Posted December 12, 2013 by Dale Wiehoff
It’s common to make biblical references when we want to underscore how ancient something is, but in the case of apples, we know they’ve been around for a very long time. Originating in Central Asia, hybrid varieties propagated through grafting were well established over 6,000 years ago. Today there are over 7,500 cultivars world-wide. Despite the range, diversity and quantity of apples produced in the world, however, Malus domestica apparently isn’t measuring up to the modern consumer’s expectations. At least that’s what Neal Carter, president of Okanagan Specialty Fruits thinks. He has developed genetically engineered Granny Smith and Golden Delicious apples that won’t turn brown when the flesh is exposed to air. Carter isn’t alone in searching for technological improvements to the apple. Nanotech coatings to keep fruits like apples, pears and mangos firm are already in use.
On December 16, the USDA’s Animal and Plant Health Inspection Service (APHIS) will close the final public comment period on the application for Neal Carter’s apples. In November, APHIS released a report saying his “Arctic” apples don’t pose any risks. Given the Obama Administration’s love of all things genetically engineered, it would be surprising if the USDA doesn’t approve genetically engineered apples. The USDA has decided that the issue of genetically engineered food is a matter to be determined by the “market.” Forget that every poll taken finds that consumers don’t want to eat genetically engineered apples, that the major apple producer associations say they don’t want them, and that the fast food industry which Neal Carter claims is the market for his apples say they won’t use them. It’s not too late to comment. Let APHIS know what you think about genetically modified apples.

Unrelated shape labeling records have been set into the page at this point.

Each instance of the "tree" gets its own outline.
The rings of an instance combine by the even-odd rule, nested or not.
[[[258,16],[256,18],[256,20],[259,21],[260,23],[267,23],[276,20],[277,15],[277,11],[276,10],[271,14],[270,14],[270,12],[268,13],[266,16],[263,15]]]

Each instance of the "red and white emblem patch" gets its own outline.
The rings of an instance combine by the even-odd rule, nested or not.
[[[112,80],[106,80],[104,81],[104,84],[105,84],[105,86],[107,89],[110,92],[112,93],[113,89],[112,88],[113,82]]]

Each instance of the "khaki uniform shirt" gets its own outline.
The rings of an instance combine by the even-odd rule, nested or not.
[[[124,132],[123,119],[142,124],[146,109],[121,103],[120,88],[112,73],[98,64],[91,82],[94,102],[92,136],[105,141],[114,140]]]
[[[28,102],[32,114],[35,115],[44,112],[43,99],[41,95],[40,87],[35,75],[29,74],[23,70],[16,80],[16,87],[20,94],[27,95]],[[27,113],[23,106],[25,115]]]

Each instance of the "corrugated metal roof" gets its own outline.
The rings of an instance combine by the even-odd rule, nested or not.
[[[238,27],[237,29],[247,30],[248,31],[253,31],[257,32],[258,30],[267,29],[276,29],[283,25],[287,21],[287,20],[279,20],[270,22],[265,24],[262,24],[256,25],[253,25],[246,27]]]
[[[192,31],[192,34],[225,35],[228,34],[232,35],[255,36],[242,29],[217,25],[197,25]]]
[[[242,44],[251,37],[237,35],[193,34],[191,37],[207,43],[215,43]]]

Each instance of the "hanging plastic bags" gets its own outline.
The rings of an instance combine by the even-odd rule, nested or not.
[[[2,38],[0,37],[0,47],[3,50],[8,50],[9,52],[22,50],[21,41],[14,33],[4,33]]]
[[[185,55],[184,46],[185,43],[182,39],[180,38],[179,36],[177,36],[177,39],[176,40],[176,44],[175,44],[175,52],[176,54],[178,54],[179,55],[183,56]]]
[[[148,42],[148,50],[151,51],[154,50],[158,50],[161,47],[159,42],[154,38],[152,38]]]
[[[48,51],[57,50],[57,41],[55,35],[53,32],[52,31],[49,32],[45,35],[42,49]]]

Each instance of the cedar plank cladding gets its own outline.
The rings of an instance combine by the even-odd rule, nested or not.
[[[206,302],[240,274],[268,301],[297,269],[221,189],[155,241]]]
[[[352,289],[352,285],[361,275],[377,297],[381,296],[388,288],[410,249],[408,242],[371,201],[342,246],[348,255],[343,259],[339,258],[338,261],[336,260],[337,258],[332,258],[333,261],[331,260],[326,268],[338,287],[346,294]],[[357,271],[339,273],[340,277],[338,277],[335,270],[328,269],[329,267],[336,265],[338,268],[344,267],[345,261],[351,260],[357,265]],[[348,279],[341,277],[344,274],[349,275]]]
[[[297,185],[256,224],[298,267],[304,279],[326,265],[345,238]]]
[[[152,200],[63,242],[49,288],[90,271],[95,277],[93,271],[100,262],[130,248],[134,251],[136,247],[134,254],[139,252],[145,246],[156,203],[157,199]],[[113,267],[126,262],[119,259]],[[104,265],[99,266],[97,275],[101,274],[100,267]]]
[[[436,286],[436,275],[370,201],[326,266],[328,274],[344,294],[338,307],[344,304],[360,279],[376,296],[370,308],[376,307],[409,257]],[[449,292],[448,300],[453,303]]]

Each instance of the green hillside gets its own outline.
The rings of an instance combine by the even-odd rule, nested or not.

Something isn’t adding up about the tree of knowledge of good and evil, but evil does seem to have its eye on our forests. The Arctic apple debate is rightly focused on the fruit of the apple tree, but looked at from a slightly broader perspective, this is part of a corporate campaign to introduce and expand the genetically engineered trees into our forests.
One of the more absurd examples of the drive for GMO trees is The American Chestnut Foundation’s (TACF) partnership with the State University of New York College of Environmental Science and Forestry (SUNY-ESF) in Syracuse to develop a genetically engineered (GE) blight-resistant American chestnut. With the financial backing of major biotech and chemical companies, SUNY’s GE chestnut project is supplanting TACF’s 30-year, citizen science–driven plant breeding project that has made significant advances in bringing back the American chestnut through hybrid crosses. The return of an icon of American forestry that was decimated by a virus in the early 1900s has been reduced to a foot in the door for the genetically engineered forest industries.
TACF invites us to “[i]magine a future in which the native range of the American chestnut is reforested with the 4 billion trees that once stood in our eastern forests.” This image would, by any conservation standard, be an amazing achievement, except for the fact that these would be genetically engineered trees.
Genetically engineered American chestnuts might not by themselves be the greatest threat to biological diversity in our forests, but given the chestnut’s historical stature and the significance of bringing it back into our forests, it is not unreasonable to imagine that the biotech companies and their academic retainers view the approval of the genetically engineered chestnut for release into the wild as an important step in gaining public acceptance of GMO trees. Apples and chestnuts are Trojan horses for the biotech, energy and paper companies that want to introduce a wide range of GMO trees to meet their industrial needs.
Plant diversity begins in the forest, not in the garden and not in the farmer’s fields. The introduction of four billion genetically engineered chestnuts, bruise-free apples, invasive eucalyptus, highly flammable pines and other varieties of genetically engineered trees might provide companies like Okanagan Specialty Fruits, ArborGen and Monsanto with trees for industrial uses, but in return we will be making a serious error that will inevitably lead to the loss of plant biodiversity. We need only look at what happened when this same technology was set loose in our farmer’s fields. In 1995 Monsanto received permission to market GMO corn and soy beans. According to the USDA, today 90 percent of corn and soybeans grown in the U.S. are genetically modified. What happened to all the varieties of corn that we grew before 1995?
Before genetically engineered apples become the real forbidden fruit and our native forests and heritage trees are lost to make money for investors, we need to tell the USDA we don’t want or need genetically engineered apples.